There is nothing mystical about meditation. It is a practical and helpful tool for self-improvement. It gets the woo-woo treatment big time, though, from the wannabe pandits and acharyas matching it up with ‘mindfulness’ and ‘lovingkindness’ for the big Buddhist-Christian one-two punch guaranteed to put McMindfulness in your sacred space and muesli in you breakfast nook. Did someone mention the New Age and/or Wellness communities?

Because that’s what Buddhism is, of course, to the average American and/or Western European, one of a dozen or two systems (dare I say ‘disciplines?) on tap to inspire you to the next level of awareness, sati, which is precisely the same word so often translated as ‘mindfulness’ for its salutary effect on the brain’s language centers. And at the same time, it also guarantees a course to be taught somewhere in the cool part of town, thereby guaranteeing the acceptance and continuance of such a tradition regardless of its intrinsic connection to Buddhism—or not.

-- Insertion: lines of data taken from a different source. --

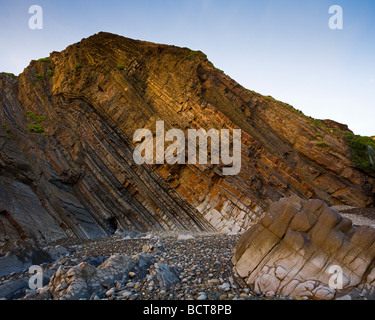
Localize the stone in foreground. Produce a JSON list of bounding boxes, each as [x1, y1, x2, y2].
[[232, 195, 375, 300]]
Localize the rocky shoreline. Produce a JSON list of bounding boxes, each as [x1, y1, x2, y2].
[[2, 203, 375, 301], [0, 232, 281, 301]]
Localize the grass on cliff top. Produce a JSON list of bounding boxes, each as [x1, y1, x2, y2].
[[264, 95, 309, 118], [266, 95, 353, 139], [187, 50, 208, 61], [1, 72, 16, 77], [38, 57, 51, 63], [186, 50, 222, 72]]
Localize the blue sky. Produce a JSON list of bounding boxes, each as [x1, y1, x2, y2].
[[0, 0, 374, 136]]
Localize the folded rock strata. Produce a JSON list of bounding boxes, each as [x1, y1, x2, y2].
[[0, 32, 374, 244], [232, 196, 375, 300]]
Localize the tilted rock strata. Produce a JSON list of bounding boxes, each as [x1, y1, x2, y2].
[[0, 32, 374, 244], [232, 196, 375, 300]]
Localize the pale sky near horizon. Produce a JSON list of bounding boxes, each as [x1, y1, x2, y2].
[[0, 0, 374, 136]]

Because, in the debate over just how much of Buddhism can be downloaded to the surrounding community without concern over cultural appropriation or misappropriation of intent and purpose, meditation is the one thing that definitely CAN be offloaded for the layman’s typical—even commercial—applications. Like yoga for Hindus, meditation is the one aspect of Buddhism which is truly universal, and which does NOT require a secret handshake. You simply follow certain techniques for certain effects.

The names can be confusing and causes and effects can be conflated and even reversed, such that one technique is called by its desired effect, but the techniques are generally similar, just sit down, STFU, and concentrate—on not much, either some one thing internally or the whole broad spectrum externally. Some techniques uses mantras, as made famous by Maharishi Mahesh Yogi’s Transcendental Meditation™ (pun intended), but many Theravada Buddhists simply repeat the name “Buddho, Buddho, Buddho.”

As Carlos Castaneda’s Don Juan character often said: “Stop the internal dialogue.” When that happens, then you have returned to proto-consciousness and thereby recover something which you had lost with language, sati and samadhi, awareness and concentration (one-pointedness). In the process, then, you will hopefully receive samatha, calmness, or vipassana, insight, but the technique is similar. What you do with it is up to you. Being nice to people is always a good place to start.